Jestem w wieku, że pamiętam listy pisane ręcznie. Doświadczyłem również przez te wszystkie lata, że rzeczy na pierwszy rzut oka niemożliwe do przeprowadzenia, są możliwe. Trzeba się tylko solidnie przyłożyć.
Zacznę od pierwszego. Niedawno spotkałem znajomą, uniwersytecką docentkę, która poskarżyła się, że już nie daje rady czytać listów pisanych „na piechotę”. Pracuje przy projekcie wymagającym czytania setek listów z połowy ubiegłego wieku i styl, a szczególnie „charakter pisma” – jak to się kiedyś mówiło, doprowadza ją do rozpaczy.
Traf chciał, że parę dni później czegoś szukałem i wpadła mi w ręce paczuszka listów sprzed dziesiątek lat, które Bóg jeden wie, po co przechowuję. Wśród listów parę kartek pocztowych. Listy jak listy, ale te karteczki! Nie do pojęcia, ile można na połowie odwrotnej strony widoczku z Jastarni (druga połowa adres) zmieścić informacji o: sobie, znajomych, pogodzie, rybie z rożna, opaleniźnie. I jeszcze zakończyć nonsensownym: Jak się czujesz? Wiedząc, że nie mam najmniejszej szansy odpowiedzieć, zanim wagabundkę spotkam. Pomimo wszystko wolę te karteczki od dzisiejszych, śmiertelnie anonimowych esemesów.
Otwierając list czuło się kontakt z nadawcą. Słowa poukładane zgrabnie w zdania i rządki spływały na papier, potem podróżowały, potem pukały do drzwi. Mogę mówić tylko za siebie, ale jestem pewien, że wielu się ze mną zgodzi, iż więź – powiem więcej sensualizm listów – zniknął z chwilą, gdy pod oczy podchodzi w miejsce ręki i pióra elektronika.

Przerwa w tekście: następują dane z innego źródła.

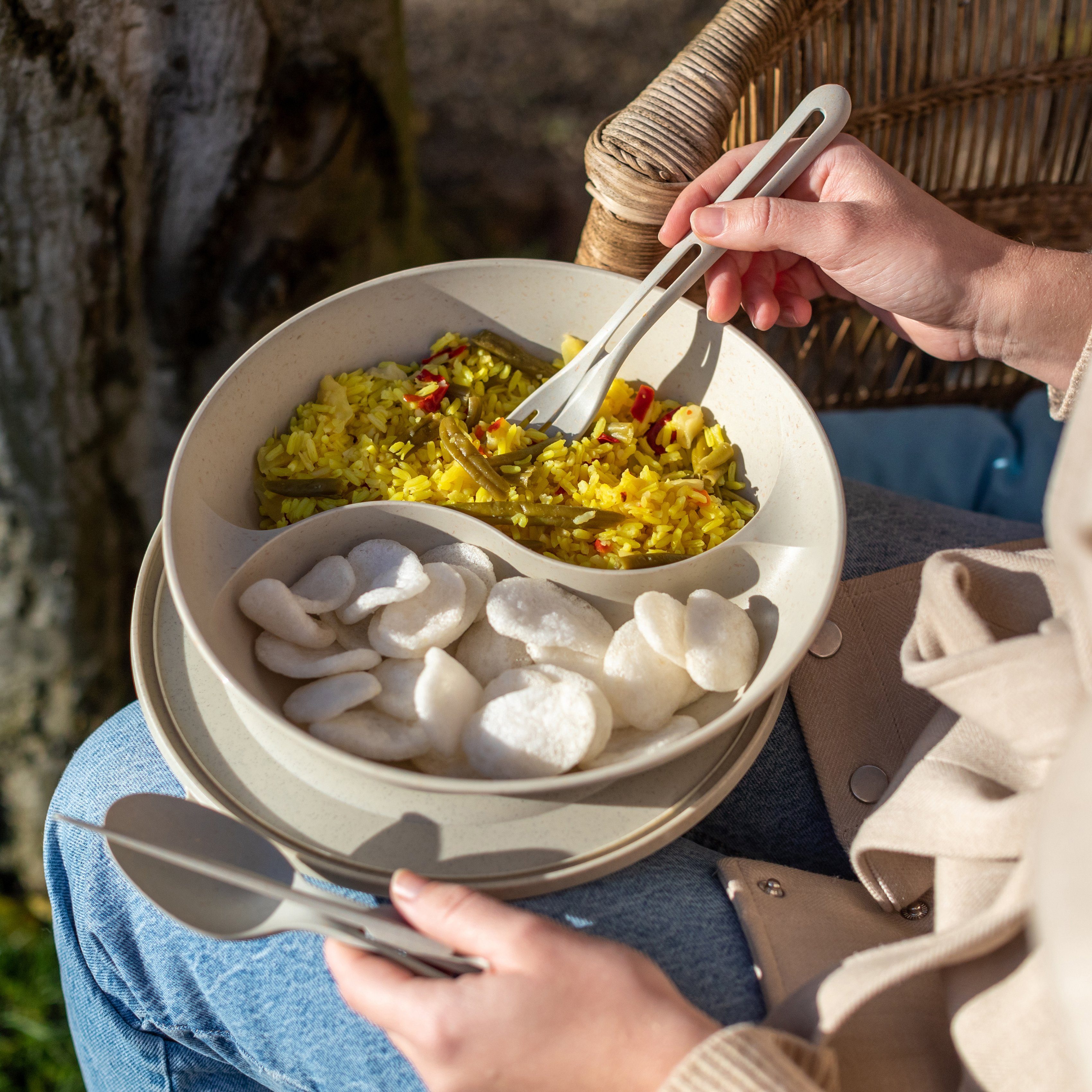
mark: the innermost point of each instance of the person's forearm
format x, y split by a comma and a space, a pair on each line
1037, 312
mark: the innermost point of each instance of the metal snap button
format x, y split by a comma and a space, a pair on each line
868, 783
828, 641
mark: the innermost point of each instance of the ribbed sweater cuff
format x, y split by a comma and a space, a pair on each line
1062, 402
748, 1059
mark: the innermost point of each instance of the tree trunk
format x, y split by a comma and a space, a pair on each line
175, 180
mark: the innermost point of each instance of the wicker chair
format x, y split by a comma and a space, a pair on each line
986, 104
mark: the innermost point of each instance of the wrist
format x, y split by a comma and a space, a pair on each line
674, 1041
1035, 312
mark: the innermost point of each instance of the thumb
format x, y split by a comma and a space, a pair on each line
470, 922
821, 231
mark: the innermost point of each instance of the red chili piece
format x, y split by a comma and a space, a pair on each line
642, 403
431, 402
655, 432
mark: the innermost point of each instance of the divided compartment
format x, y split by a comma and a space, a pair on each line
783, 566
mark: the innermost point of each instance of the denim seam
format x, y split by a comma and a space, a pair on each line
167, 1032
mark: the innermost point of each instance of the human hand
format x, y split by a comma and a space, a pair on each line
559, 1012
853, 227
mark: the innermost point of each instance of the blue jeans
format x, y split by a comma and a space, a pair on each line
155, 1006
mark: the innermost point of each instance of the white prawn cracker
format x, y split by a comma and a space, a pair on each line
517, 679
648, 686
399, 681
272, 605
445, 697
432, 620
327, 587
386, 571
371, 734
477, 594
721, 642
300, 663
470, 557
538, 612
534, 732
662, 623
329, 697
604, 716
485, 653
631, 743
590, 668
349, 637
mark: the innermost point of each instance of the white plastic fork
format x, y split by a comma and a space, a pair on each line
569, 402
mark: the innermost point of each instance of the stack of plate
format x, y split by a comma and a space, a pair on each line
216, 715
220, 764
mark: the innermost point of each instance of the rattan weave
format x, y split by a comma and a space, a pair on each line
986, 104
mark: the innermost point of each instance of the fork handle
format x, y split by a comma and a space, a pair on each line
833, 102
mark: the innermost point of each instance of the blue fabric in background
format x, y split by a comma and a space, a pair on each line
981, 460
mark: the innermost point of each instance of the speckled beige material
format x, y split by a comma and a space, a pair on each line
783, 567
221, 765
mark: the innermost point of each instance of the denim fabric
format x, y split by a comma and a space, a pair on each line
155, 1006
968, 457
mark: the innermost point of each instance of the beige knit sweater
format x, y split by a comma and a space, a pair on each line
1003, 640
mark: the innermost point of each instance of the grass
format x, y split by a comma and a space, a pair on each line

Uczono mnie pisania piórem maczanym w kałamarzu, na potrójnych różnej grubości liniach. Chodziło o to, abym się nauczył proporcji liter dużych do małych, wysokich do niskich, drukowanych do pisanych, z ogonkiem czy bez, kreseczką czy bez. I tak to szło, aż zwolna wykształcał się „charakter pisma”. Literki potrafiły potem spływać na papier jak perełki, w postaci miniaturowych dzieł sztuki epistolarnej.
Na marginesie i gwoli prawdy, z kaligrafii miałem tróję na szynach, i komputer uwolnił mnie od pisania „jak kura pazurem”, więc powinienem milczeć, ale jeszcze tylko słowo. Nie lubię tych „mordeczek w kółeczku”, a na „Witam” dostaję wysypki.
Co znaczy: Nie dam rady? Trwała Pierwsza Wojna Światowa i koncertowy pianista, Austriak Paul Wittgenstein (starszy brat filozofa Ludwika), doznał postrzału prawej ręki, którą w rezultacie chirurdzy musieli amputować. Pomimo tego nie przerwał kariery i koncertował dalej, grając specjalnie dla niego komponowane utwory, na przykład Koncert Na Lewą Rękę Ravela, którego prapremiera odbyła się w Wiedniu w 1932 roku.
Perkusista zespołu Def Deppards, Rick Allen, stracił w 1984 roku w wypadku samochodowym lewe ramię, ale kariery nie przerwał. Skonstruował cały system pedalarzu, który wraz z pomocą elektroniki pozwolił mu kontynuować karierę.
W 1797 roku, w bitwie morskiej pod Santa Cruz, admirał Horatio Nelson, stracił prawe ramię i oko. Pomimo tych obrażeń wygrał w 1805 pod Trafalgarem przynoszącą wielką chlubę brytyjskiej navy ogromną bitwę morską, której stał się niestety w końcowej fazie jedną z ofiar. A Douglas Bader, również Brytyjczyk, latał Spitfirem (II Wojna Światowa) i strącał z nieba Niemców, mając amputowane obie nogi!
Cóż, czasy się zmieniają, nie potrafiłem prowadzić auta z prawa nogą w gipsie. Dziś bohaterem zostaje ten, kto wysiedzi przed komputerem trzy doby bez przerwy.